Continuing custody hearing and orders

49 (1) Not sooner than 60 days before a temporary custody order expires, the Director may apply to the court for a continuing custody order.

(2) At least 10 days before the date set for hearing the application, notice of the time, date and place of the continuing custody hearing must be served as follows:

(a) on the child, if 12 years of age or over;

(b) on each parent;

(c) if the child is registered or entitled to be registered as a member of an Indian band, on a designated representative of the band;

(c.1) if the child is a Nisga'a child, on a designated representative of the Nisga'a Lisims Government;

(c.2) if the child is a treaty first nation child, on a designated representative of the treaty first nation;

(d) if the child is neither a Nisga'a child nor a treaty first nation child and is neither registered nor entitled to be registered as a member of an Indian band but is an aboriginal child, on a designated representative of an aboriginal community that has been identified by

(i) the child, if 12 years of age or over, or

(ii) the parent, if the child is under 12 years of age;

(d.1) any person who has been made a party under section 39 (4);

(d.2) any person who has custody of the child under section 41 (1) (b), 42.2 (4) (c), 54.01 (9) (b) or subsection (7) (b) of this section;

(e) on the Public Guardian and Trustee, if appointed as the child's property guardian under section 58.

(3) If the persons referred to in subsection (2) (b) to (d.2) appear at the continuing custody hearing, they are entitled

a)   to be parties at the hearing, and

b)   to notice of a hearing under section 42.2, 54, 56 or 57 and, if they appear at the hearing, to be a party at that hearing.

(4) The court must order that the child be placed in the continuing custody of the Director if

a)   the identity or location of a parent of the child has not been found after a diligent search and is not likely to be found, or

b)   a parent is unable or unwilling to resume custody of the child.

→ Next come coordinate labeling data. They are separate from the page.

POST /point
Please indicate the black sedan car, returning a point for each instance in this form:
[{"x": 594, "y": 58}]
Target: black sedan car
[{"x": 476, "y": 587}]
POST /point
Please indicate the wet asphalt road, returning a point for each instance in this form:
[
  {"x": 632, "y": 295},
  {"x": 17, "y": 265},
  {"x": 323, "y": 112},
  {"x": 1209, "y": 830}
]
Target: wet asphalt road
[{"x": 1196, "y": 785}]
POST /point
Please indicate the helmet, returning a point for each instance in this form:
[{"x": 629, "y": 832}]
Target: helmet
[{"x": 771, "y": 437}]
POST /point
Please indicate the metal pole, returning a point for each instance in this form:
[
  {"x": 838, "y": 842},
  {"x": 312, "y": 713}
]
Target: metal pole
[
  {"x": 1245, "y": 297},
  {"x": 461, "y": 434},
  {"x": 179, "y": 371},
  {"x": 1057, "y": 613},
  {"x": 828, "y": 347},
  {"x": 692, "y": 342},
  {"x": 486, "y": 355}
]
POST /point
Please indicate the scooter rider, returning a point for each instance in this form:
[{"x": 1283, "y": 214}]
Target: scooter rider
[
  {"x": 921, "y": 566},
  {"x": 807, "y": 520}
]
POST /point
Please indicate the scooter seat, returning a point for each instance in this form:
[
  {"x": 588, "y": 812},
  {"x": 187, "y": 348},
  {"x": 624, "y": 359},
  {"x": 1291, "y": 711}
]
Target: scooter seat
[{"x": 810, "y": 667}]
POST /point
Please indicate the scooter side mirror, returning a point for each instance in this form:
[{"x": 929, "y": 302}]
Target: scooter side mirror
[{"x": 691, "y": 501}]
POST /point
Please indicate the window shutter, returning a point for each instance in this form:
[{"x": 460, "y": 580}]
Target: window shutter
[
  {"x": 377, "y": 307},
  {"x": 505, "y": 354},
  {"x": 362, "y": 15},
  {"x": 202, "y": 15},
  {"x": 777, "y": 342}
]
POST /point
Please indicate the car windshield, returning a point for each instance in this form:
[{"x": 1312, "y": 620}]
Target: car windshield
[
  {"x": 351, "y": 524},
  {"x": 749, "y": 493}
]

(5) The court may order that the child be placed in the continuing custody of the Director if there is no significant likelihood that

a)   the circumstances that led to the child's removal will improve within a reasonable time, or

b)   the parent will be able to meet the child's needs.

(6) Before making a continuing custody order under subsection (5), the court must consider

a)   the past conduct of the parent towards any child who is or was in the parent's care,

b)   the plan of care, and

c)   the child's best interests.

(7) If the court does not make a continuing custody order, it must make one of the following orders:

a)   that the child be returned to the custody of the parent apparently entitled to custody;

b)   that the child remain in the temporary custody of a person other than the parent for a specified period of up to 6 months;

c)   that the child remain or be placed in the temporary custody of the Director for a specified period of up to 6 months.

(8) If the court orders that the child be returned to the parent's custody or remain in the custody of a person other than the parent, it may order that the Director supervise the child's care for a specified period of up to 6 months.

(9) Not sooner than 60 days before a temporary custody order under subsection (7) (b) or (c) expires, the Director may apply to the court for a continuing custody order.

(10) If the Director applies under subsection (9), the court after considering the factors in subsection (6) must make one of the following orders:

a)   that the child be placed in the continuing custody of the Director;

b)   that the child be returned to the parent apparently entitled to custody.

Consent orders

60 (1) With the written consent of the following, the court may, at any time after a presentation hearing, make any custody or supervision order that is provided for in this Part, other than a transfer of custody under section 54.1, but including an order transferring custody of a child under section 54.01 (5) and a continuing custody order:

a)   the Director;

b)   the child, if 12 years of age or over;

c)   each parent of the child;

d)   if the child is to be placed for a specified period in the custody of a person other than a Director, that person;

                                                              i.        any person who has been made a party under section 39 (4);

e)   if the child is an aboriginal child, the person who is or would have been entitled under section 38 (1) (c), (c.1), (c.2) or (d) to notice of any protection hearing concerning the child.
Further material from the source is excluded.